Several very different solutions have been implemented. All the solutions started by a first analysis of the binary to understand the overall function. As the executable was not striped, this first analysis was easy.
After that, different approaches have been implemented.

The Hax0r revers0rs did not see what was difficult, launched IDA, wrote a few lines of GDB Python, allowing to dump the Sbox and extract the key.
Less experimented revers0rs provided a more significant effort to reverse the first round sboxes

Interesting solutions came with DFA (Differential Fault Analysis) implementations. DFA consists in injecting errors during a cryptographic operation, in order to obtain faulty results, and to compare faulted outputs with correct ones.The attackers induce faults using GDB during the computation, retrieve the faulty result and then executed their favorite AES DFA implementation. DFA on AES is a very powerful method to extract a key. The best attack allows to extract the full key inducing a single fault on the 8th round of an AES computation.

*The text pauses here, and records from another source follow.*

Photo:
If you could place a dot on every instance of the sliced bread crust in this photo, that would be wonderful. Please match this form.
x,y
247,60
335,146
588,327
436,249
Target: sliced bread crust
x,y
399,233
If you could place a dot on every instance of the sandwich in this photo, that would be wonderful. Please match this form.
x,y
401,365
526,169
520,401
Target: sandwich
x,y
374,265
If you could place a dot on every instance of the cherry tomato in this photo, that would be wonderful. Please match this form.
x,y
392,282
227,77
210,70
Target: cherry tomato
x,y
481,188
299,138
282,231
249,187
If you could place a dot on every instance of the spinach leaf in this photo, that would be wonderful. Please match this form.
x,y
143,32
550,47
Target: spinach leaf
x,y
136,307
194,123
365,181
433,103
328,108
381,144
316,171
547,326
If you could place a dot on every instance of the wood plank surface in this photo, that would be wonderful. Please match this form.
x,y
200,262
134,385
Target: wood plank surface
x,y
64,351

SCA A few participants implemented a Side Channel Attack. The principle of Side Channel Attacks on Hardware is to retrieve a correlation between the data manipulated by the device and a physical measurement (such as Power Consumption). Here, this is a Software implementation, so, instead of measuring power on a device, the contestants used directly the value manipulated by the software implementation. For instance, Boris Batteux implemented an interesting mixed solution. He first reversed the binary to understand properly how it works. He then wrote an emulator of the initial implementation allowing to modify any part of it without being trapped by the countermeasures. He changed the rand function to make it deterministic. Finally He traced the value of the input of each of the different operations for the correct plaintext (dismissing the dummies). From these traces, he ran CPA on each byte to retrieve the key. Finally, He only had to decrypt the output using this key.

* Solution CTF #3 *

This problem was quite an easy problem for those who know Elliptic Curve Cryptography. Elliptic Curve Cryptography relies on the difficulty of the Discrete Logarithm Problem. It means that given a scalar d and a point on an Elliptic Curve $G$ . The operation $(d,G) \rightarrow dG$ is easy to compute while $(dG, G) \rightarrow d$ is very hard to compute.
This problem is known as the Elliptic Curve Discrete Logarithm Problem. If one is able to break this problem (in a efficient way), the security of Elliptic Curve Cryptography falls down.
In the case of ECDSA, the security of a signature relies on the unpredictability of the random $k$ .
In the $camcoin Implementation, choosing a k which depends on the time of the signature is definitely NOT a good idea. Once k is retrieved, it’s easy to retrieve the private key : $s = (y.k-h)/x$
To retrieve this k, 2 different strategies have been implemented:
– Brute force. Some contestants implemented a brute force attacks targeting the value of k. As it’s a timestamp and the range of time is quite short, this is completely doable.
– Baby Step Giant Step. One contestant claimed having implemented a modified version of Baby Step Giant Step. This algorithm is an algorithm used to compute discrete logarithm. But, on real world Elliptic Curve, it’s clearly not efficient enough to solve the discrete logarithm problem. However, in this algorithm, it’s possible to specify range of search which allows to retrieve the $k$ .
In fact, when we designed the problem we inserted two signatures using the same nonce $k$ on purpose.
Finally:
– Nonce Reuse Attack.
This is a well known attack, if we have two different signatures for which the same value of k is used, we can take advantage of this :
We have:
$x_1 = x_2 = kG$
$y_1 = k^{-1} * (H_1 + s.x_1) = k^{-1} H_1 + s . k^{-1} . x$
$y_2 = k^{-1} * (H_2 + s.x_1) = k^{-1} H_2 + s . k^{-1} . x$
Thus,
$y_1 - y_2 = k^{-1} * (H_1 - H_2)$
$k = (H_1 - H_2) / (y_1 -y_2)$
Once $k$ is retrieved, it’s possible to compute the secret s. Then it’s only a matter of computing a signature as it’s requested in the problem. And that was not the easiest part :). The different encodings were a bit annoying.